Quelles sont les conséquences concrètes de la loi relative à la protection du « secret des affaires » du 30 juillet 2018 en matière de communication de documents administratifs ? La substitution de cette notion au « secret industriel et commercial » a-t-elle des conséquences en termes de détermination du caractère communicable d’un document administratif ?

Plusieurs avis rendus récemment par la CADA apportent un éclairage utile sur ces questions, et permettent d’ébaucher une nouvelle marche à suivre face aux demandes des Administrés (2).

Revenons cependant, avant d’évoquer ces avis, sur l’état du droit avant la loi du 30 juillet 2018 (1).

 

(1) Rappel de l’état du droit avant la loi du 30 juillet 2018

La loi informatique et liberté protège, depuis l’origine le « secret industriel et commercial » en excluant du droit à communication tout document administratif de nature à révéler des informations relevant dudit secret à des tiers. Par tiers, la loi entend toute personne autre que la « personne intéressée », c’est-à-dire le dépositaire légitime de ce secret.

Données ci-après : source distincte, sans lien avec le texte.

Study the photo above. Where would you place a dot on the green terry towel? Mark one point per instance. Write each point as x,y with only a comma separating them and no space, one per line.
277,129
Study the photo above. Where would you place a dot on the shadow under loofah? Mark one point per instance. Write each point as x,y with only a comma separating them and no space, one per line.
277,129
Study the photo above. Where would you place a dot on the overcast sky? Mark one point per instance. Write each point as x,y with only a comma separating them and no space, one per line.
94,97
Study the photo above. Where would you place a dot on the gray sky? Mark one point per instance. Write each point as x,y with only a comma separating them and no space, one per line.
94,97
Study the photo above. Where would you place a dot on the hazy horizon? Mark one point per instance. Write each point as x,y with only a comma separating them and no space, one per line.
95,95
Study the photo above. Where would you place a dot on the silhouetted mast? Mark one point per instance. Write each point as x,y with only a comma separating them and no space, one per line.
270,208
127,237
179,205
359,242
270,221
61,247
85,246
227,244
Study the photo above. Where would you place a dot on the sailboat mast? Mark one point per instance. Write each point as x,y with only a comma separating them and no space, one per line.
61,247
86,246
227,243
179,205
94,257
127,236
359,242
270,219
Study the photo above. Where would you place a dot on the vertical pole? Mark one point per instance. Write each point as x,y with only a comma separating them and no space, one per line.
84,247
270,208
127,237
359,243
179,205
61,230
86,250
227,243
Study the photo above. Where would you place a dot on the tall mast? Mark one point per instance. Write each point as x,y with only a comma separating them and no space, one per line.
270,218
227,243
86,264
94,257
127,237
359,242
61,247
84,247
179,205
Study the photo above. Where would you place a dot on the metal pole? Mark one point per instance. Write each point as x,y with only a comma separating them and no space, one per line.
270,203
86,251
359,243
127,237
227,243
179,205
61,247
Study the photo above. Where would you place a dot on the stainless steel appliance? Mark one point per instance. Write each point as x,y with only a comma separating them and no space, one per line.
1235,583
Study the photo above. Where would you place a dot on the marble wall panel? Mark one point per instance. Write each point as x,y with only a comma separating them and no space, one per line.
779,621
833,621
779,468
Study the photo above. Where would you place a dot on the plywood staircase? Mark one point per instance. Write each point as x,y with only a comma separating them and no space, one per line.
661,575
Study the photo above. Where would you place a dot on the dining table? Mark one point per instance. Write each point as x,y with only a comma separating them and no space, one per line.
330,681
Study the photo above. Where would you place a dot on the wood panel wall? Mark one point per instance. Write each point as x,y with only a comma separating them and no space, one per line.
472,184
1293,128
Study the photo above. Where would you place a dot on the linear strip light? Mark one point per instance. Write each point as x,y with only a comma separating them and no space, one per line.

Ce principe connaît toutefois une atténuation importante : la Commission d’accès aux documents administratifs, puis la loi, ont toujours permis la pratique dite du « batonnage », consistant à rendre communicables à tous des documents administratifs dont les mentions couvertes par le secret ont été occultées.

Dans ce cadre, les avis et conseils de la CADA ont permis de préciser, au fil des ans, les types d’informations couvertes par le secret industriel et commercial, et d’édicter une définition générale de ce dernier, reprise en 2016 à l’article L. 311-6 du code des relations entre le public et l’administration (CRPA) :

« [il] comprend le secret des procédés, des informations économiques et financières et des stratégies commerciales ou industrielles et est apprécié en tenant compte, le cas échéant, du fait que la mission de service public de l’administration mentionnée au premier alinéa de l’article L. 300-2 est soumise à la concurrence »

Cette définition se caractérise par la prise en compte, d’une part, d’un contenu (« le secret des procédés, des informations économiques et financières et des stratégies commerciales ou industrielles ») et, d’autre part du contexte concret de concurrence ou non dans le secteur de l’activité économique en cause (« du fait que la mission de service public de l’administration mentionnée au premier alinéa de l’article L. 300-2 est soumise à la concurrence »)

Plus largement, la doctrine de la CNIL révélait déjà, avant la consécration du « secret des affaires », une prise en compte des circonstances de chaque espèce, allant jusqu’à l’anticipation des conséquences concrètes d’une éventuelle divulgation des informations en cause auprès des concurrents (Ex : Avis n°20163396 du 22 septembre 2016).

Cette appréciation in concreto du caractère communicable des documents au regard de ce secret est, ainsi qu’on va le voir, encore renforcée depuis l’entrée en vigueur de la Loi n° 2018-670 du 30 juillet 2018 relative à la protection du secret des affaires.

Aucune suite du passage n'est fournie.